When Lindsay Baach Friedmann, interim South Central regional director for the Anti-Defamation League office in New Orleans, was getting married in 2014, she “did what I felt I was supposed to do” and went to her doctor for genetic testing.
After all, there are numerous genetic diseases that are more prevalent in Jews than in the general population, such as Tay Sachs. If both parents are carriers, any children will be at greater risk for having the disease.
After numerous vials of blood and the requisite wait for results, “everything came back okay” on the 18 diseases in the screening. And then came the surprise.
After her bloodwork was “exceptionally low” during a routine physical several months later, she was referred to a fertility doctor, who started asking her about a genetic disease that she hadn’t been screened for and nobody in her family had showed signs of — Fragile X.
More blood work was done, with a two-week turnaround for the results. A week later, she had a positive pregnancy test. Then the next week, the screening results showed she was a carrier of Fragile X. She found herself “very newly pregnant and very unaware of what Fragile X was.”
According to the National Fragile X Foundation, it is a condition that “causes intellectual disability, behavioral and learning challenges and various physical characteristics.” Fragile X is also the most common known single gene cause of Autism Spectrum Disorder.
Today, she and husband Josh have a healthy 22-month-old daughter that does not have Fragile X. “She’s a double miracle,” Friedmann said.
One-fourth of women who carry Fragile X have a condition that causes premature ovarian failure. “It was incredibly challenging to learn when I was 33 that the door could close at any minute,” she said.
She wants others to learn from her experience, and is an advocate for genetic screening through groups like J Screen.
JScreen is a non-profit community-based public health initiative headquartered at Emory University School of Medicine in Atlanta, dedicated to preventing Jewish genetic diseases. The JScreen “spit kit” is easily ordered online, used at home, and then mailed in so that clinical geneticists can test the DNA. If a person or couple’s risk is elevated, certified genetic counselors will privately address their results, options and resources.

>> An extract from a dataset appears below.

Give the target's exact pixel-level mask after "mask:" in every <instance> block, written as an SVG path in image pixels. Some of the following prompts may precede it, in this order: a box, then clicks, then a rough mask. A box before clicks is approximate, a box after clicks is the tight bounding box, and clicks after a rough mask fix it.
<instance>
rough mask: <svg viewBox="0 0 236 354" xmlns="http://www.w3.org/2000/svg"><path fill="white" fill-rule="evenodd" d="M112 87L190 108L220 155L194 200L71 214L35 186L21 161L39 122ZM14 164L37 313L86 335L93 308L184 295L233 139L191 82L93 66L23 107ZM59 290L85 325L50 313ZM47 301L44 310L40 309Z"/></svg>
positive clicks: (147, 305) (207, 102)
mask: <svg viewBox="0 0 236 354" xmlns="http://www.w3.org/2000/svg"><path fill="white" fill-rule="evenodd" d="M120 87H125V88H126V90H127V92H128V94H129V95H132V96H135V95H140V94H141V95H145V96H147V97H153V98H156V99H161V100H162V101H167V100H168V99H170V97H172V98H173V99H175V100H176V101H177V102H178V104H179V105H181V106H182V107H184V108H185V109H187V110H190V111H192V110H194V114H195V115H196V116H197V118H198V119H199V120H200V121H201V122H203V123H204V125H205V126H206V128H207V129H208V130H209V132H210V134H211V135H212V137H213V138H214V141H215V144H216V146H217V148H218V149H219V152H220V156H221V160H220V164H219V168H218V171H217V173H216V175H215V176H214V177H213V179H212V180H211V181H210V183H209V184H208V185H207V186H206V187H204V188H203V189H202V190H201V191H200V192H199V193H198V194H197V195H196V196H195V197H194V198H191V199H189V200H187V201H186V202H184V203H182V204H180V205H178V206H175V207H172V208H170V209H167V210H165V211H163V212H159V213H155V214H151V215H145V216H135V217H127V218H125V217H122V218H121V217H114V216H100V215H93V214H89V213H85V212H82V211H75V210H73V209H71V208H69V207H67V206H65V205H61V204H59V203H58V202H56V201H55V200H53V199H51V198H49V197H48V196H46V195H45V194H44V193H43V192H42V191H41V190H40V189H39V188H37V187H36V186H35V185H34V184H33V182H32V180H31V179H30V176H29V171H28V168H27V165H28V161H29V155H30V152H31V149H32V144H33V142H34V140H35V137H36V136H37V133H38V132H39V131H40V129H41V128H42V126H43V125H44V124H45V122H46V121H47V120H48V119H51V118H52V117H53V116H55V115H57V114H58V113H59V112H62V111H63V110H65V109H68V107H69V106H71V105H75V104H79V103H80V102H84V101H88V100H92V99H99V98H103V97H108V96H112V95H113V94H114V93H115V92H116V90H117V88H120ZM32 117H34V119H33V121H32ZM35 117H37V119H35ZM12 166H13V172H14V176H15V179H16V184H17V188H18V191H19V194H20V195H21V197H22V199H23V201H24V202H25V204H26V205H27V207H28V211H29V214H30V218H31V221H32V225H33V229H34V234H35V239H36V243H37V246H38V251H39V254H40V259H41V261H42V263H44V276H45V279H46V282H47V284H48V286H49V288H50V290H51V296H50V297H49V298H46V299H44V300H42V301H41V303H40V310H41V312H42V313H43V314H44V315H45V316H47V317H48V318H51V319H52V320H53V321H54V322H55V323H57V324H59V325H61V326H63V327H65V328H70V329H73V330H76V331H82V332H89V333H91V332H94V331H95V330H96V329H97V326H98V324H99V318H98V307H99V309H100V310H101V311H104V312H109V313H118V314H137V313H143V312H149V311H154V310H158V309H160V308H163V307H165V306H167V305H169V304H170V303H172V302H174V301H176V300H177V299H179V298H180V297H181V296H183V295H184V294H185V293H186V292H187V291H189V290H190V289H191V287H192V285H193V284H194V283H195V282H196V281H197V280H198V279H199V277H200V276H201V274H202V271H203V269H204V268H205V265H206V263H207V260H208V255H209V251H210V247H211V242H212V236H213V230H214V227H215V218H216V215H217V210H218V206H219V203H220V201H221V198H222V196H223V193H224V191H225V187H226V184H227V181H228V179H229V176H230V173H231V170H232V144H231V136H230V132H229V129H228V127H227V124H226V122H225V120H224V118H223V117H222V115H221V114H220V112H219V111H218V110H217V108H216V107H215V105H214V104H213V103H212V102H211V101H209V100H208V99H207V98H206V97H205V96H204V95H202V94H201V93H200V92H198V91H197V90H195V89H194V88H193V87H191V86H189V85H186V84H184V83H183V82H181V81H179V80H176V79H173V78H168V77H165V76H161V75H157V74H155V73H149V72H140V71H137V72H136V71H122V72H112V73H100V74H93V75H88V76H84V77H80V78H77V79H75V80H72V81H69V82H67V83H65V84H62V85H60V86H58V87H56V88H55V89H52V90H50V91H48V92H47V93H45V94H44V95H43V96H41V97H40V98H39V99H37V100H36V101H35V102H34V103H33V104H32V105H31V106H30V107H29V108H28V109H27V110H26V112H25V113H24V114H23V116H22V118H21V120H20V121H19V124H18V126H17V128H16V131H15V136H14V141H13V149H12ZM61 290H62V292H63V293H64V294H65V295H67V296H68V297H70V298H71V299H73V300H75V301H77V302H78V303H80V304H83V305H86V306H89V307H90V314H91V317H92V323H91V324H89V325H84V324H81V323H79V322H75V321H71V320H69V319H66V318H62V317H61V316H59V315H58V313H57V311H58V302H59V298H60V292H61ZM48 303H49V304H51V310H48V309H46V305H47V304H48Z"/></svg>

“When a couple is unaware of diseases they carry, the results can be devastating” said Hillary Kener, Assistant Director of National Outreach for JScreen. “Any young adult planning to start a family or grow their family in the future should get screened. The history of Tay-Sachs in this country shows how genetic testing can positively influence people’s lives and the health of their children.”
Currently, 80 percent of babies with genetic diseases are born to parents with no known family history of that disease.
Cutting-edge technology enables geneticists to look closely at people’s genetic makeup to identify their risk for more than 200 different diseases, including those that are predominant in the Jewish community.
Traditionally, Tay Sachs carrier screening required blood enzyme testing, but today’s sequencing method allows highly accurate testing to be performed on saliva.
One in 30 Ashkenazi Jews are carriers of Tay-Sachs, and one in 300 people of the general population are carriers. While there is no cure for Tay-Sachs, genetic testing can determine who is a carrier and whether their child will be at risk for this and other diseases. For the small percentage of couples who are at risk, there are many options to help them have healthy children.
Since the 1970s, the incidents of babies being born with Tay-Sachs has fallen by more than 90 percent among Jews because of scientific advances and increased screening in the Jewish community.
JScreen detects nearly two times as many carriers of genetic diseases in people of Ashkenazi Jewish descent compared with the general population, and one in three Jews is a carrier for one of the Jewish genetic diseases.
But Friedmann notes that what she has, Fragile X, isn’t more prevalent in the Jewish community, so she uses their experience “as a soapbox” to urge everyone to have genetic screening. “We feel passionately about the need for information,” after which a couple can decide what to do with that information when it comes to starting a family.
“It’s common for the Jewish community to talk about genetic diseases because of Tay Sachs, but there is so much more out there,” she said.
In June, she spearheaded a “What’s In Your Genes” JScreen program at Temple Sinai. She and her husband did the 200-disease panel and found that she carries two additional disorders and he has one — but not the same ones.
Still, the results have led to serious conversations with their siblings. “Knowledge is power,” Friedmann said.
If someone has a positive test for carrying a disorder, Friedmann said the JScreen genetic counselors “are fantastic” and helpful in providing a wealth of information and resources.
A saliva kit can be ordered online. With private insurance, the cost is $149, and financial assistance may be available for those without insurance. Gift certificates are also available.